Además de con la colonización de imperios y el aprovechamiento del espacio académico estadounidense, Degiovanni relaciona la emergencia de aquellos latinoamericanismos con el contexto persistente de las guerras. Desde la hispano-cubano-americana de 1898 hasta la Guerra Fría, pasando por el primero y el segundo conflictos mundiales y la Guerra Civil española, el escenario bélico es un telón de fondo en la construcción de los discursos culturales identitarios de América Latina. Dada la importancia de la Guerra Fría para el relanzamiento de aquellos discursos, especialmente en su variante antiimperialista radical, la última parte del volumen parece desbalanceada.

A partir de los años ‘70 el latinoamericanismo académico en los Estados Unidos entró en una fase de expansión, que proyecta todos los síntomas de otra colonización del imperio. Ese latinoamericanismo que llega a formulaciones altamente ideologizadas en las últimas décadas, a través de la disciplina de los “estudios culturales” que, paradójicamente, partió de teorías críticas de la identidad, asociadas a la filosofía posmoderna de fin de siglo, no oculta su deuda con la hegemonía de la izquierda autoritaria de la región, en el largo periodo que va de la institucionalización definitiva del socialismo cubano a la instauración del régimen chavista. Degiovanni toma distancia explícita de algunos autores de esa corriente (Walter Mignolo, John Beverly, Román de la Campa…), pero el mundo bipolar y la Post-Guerra Fría neoliberal quedan fuera de su intervención.

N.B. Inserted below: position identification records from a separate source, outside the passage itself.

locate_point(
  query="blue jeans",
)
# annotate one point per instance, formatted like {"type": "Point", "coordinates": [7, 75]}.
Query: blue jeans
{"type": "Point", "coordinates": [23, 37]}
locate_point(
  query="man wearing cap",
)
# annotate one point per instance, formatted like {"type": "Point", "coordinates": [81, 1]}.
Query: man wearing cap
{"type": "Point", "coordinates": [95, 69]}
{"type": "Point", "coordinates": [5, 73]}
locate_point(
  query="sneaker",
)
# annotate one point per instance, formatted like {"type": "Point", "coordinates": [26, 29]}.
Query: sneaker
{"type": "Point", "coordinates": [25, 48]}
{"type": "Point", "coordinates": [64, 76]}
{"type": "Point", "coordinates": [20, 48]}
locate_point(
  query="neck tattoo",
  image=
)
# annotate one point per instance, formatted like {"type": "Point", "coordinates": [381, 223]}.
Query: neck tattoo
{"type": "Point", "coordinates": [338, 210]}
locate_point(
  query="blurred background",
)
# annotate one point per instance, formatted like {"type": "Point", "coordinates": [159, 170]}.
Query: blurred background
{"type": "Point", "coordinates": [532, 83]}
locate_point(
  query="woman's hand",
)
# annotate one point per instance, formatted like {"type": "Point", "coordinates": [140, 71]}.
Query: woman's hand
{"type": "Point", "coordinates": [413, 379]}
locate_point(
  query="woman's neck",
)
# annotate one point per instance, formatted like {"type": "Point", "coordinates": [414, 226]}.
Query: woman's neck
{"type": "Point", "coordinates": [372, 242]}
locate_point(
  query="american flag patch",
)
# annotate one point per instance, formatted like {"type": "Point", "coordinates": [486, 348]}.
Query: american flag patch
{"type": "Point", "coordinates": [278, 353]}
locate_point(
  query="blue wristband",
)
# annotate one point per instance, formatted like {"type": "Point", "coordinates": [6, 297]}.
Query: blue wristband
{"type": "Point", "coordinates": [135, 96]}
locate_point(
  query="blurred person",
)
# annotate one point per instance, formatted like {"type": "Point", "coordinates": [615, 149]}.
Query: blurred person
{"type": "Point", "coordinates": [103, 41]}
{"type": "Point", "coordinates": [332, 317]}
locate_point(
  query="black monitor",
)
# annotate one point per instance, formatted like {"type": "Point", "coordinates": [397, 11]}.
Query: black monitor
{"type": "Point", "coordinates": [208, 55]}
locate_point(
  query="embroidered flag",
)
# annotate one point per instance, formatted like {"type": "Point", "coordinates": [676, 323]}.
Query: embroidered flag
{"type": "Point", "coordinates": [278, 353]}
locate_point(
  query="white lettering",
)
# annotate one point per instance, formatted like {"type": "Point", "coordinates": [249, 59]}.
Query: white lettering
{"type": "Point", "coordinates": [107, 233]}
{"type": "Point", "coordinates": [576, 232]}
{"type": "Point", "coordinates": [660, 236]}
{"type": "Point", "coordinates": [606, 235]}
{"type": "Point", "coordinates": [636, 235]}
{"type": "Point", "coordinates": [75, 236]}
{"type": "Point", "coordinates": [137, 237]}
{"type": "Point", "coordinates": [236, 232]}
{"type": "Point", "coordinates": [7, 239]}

Probablemente, si esa historia del latinoamericanismo académico se extendiese a los últimos decenios, las conclusiones de este estudio serían más o menos las mismas. Solo en apariencia el entendimiento entre el latinoamericanismo universitario y la política hemisférica de Washington se vio enturbiado durante la Guerra Fría. El predominio de premisas neomarxistas o, incluso, decoloniales, en amplias zonas de ese campo no ha descontinuado la alianza básica entre la visión académica de la identidad latinoamericana y la estrategia de Washington o de las élites políticas nacionales. Las fricciones entre esos paradigmas escolásticos y los “latinoamericanismos vernáculos”, construidos en los campos intelectuales de la región, siguen siendo tan habituales en nuestros días como hace un siglo.